In his version of Jesus written for later generations, St Mark wanted to highlight the difference between the old and the new, between ritual baptism and the real anointing with the Spirit. It suits our times to underline this difference, given that we live in times when mere ritual for its own sake is not that satisfying for many.

There is a passage that we need to make from religious belonging to owning our faith on a very personalised and individual level. St John, in the second reading, writes that our faith is the victory over the world. At his time of writing that was very true, because in spite of being a persecuted minority, Christians were strong and bold enough to fear nothing, not even death. Their witness was what made the gospel of Jesus Christ more credible.

It almost needs not be said that though we still today hear of persecuted Christians who witness to their faith as ‘victory over the world’, we also experience the weakness and vulnerability of that same faith. The temptation to give in and consider believing as making a person weaker rather than stronger in life is too big.

In the face of perils to the faith, early Christian communities felt the need to write down the memory of Jesus. Maybe we today need to ask ourselves how we are can preserve this memory in a way that continues to have the same impact on the world in successive generations.

St Mark’s gospel was the first to be written and, opting not to start off from Christ’s birth in Bethlehem or even with the infancy narratives, the evangelist immediately depicts Jesus being baptised and emerging in the public sphere. His baptism was highly significant because it marked his call to mission and the empowerment of the Spirit.

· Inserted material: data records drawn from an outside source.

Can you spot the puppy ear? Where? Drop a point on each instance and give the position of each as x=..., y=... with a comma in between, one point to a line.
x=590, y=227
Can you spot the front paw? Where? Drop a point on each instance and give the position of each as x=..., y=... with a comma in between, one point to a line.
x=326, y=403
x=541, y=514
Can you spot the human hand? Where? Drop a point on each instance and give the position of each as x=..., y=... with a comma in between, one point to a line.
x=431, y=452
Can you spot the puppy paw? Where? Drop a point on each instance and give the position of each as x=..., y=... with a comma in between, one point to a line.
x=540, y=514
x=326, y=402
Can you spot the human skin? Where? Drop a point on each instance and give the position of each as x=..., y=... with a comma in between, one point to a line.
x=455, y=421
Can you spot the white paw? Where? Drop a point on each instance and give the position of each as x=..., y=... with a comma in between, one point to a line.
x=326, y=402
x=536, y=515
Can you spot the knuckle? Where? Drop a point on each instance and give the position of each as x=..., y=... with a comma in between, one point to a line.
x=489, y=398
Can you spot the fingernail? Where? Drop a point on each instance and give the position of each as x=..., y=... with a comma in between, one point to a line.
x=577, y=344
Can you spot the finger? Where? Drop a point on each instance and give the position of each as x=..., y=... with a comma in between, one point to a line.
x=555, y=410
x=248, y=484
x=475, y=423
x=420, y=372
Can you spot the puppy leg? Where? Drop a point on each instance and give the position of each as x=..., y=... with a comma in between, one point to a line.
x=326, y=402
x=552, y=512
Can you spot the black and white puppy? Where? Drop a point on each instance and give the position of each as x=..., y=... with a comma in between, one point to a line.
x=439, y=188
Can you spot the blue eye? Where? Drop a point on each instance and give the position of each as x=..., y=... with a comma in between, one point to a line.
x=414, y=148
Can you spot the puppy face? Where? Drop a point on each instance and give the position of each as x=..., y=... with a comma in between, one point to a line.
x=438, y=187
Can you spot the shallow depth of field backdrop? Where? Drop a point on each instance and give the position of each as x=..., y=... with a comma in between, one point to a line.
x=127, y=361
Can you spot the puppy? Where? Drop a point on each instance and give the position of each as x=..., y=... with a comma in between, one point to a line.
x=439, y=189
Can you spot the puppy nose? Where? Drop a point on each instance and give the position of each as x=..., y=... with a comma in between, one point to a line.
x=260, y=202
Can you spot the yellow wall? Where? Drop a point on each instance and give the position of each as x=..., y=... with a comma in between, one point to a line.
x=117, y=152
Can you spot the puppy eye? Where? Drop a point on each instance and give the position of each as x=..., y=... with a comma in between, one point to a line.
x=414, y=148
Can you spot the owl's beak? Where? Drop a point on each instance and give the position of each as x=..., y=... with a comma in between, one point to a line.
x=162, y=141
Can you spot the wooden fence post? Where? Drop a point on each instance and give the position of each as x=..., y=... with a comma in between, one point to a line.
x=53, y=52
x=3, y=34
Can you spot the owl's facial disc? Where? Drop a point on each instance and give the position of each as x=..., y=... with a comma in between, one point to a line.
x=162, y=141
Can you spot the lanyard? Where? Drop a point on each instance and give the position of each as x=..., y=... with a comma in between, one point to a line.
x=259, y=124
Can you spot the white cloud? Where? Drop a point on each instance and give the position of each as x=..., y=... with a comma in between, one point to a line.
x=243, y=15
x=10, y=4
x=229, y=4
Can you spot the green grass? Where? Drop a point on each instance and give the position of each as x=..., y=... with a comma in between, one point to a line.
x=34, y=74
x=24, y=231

In him, God finds a new way of reaching out to people, in contrast with the old ways of the surrounding religion.

People were bored waiting, or to have expectations, or to have the spiritual energy to look forward to something. That is why John the Baptist, away from the temple gatherings, attracted people who went to him outside the city. His was a voice different from the normal rituals of mainstream religion. It was a voice that was hitting hard and touching a cord people were sensitive to.

All this sounds very familiar to what we are experiencing in our times. Many are bored with more of the same. We all in some manner need to rekindle in us the enthusiasm to have expectations. The Spirit that empowered Jesus is the same Spirit we all receive in our baptism. We all need to come out boldly but humbly so that faith can impact our lives and the world alike.

The prophet Isaiah, addressing the Jews drained of all energy at the time of the exile, speaks words whose echo still touches us in the way many of us are weary of the religion we have inherited: “Why spend money on what is not bread, your wages on what fails to satisfy?”

Israel needed a second exodus. The first brought them out of Egypt; this second was to bring them to their senses to let go of old way of per­ceiving God and explore ways that go beyond religious stereotypes.

Isaiah’s metaphor that the rain comes down from the heavens and does not return without watering the earth, making it yield and grow to provide seed for the sower, was meant to make them realise that the seeds of new life come from God.

There were new times awaiting Israel after the exile. Just as there are new times awaiting our experience of feeling like strangers in our homeland where faith is concerned today. But as a Church, we are still caved in on ourselves; on so many issues we’re stuck in the Church-State mode of old times when the Church saw itself as God’s empire. We continue to experience discomfort with a society and culture that celebrate diversity, that are so distant in outlook and perception from the way things were just 50 years ago.

Even in times highly secularised, “the Lord can still be found,” assures Isaiah. There is a transformation under way in the world and the Church alike. We can be part of this transformation if we rethink the way the gospel of Jesus Christ can still impact the world and people’s lives.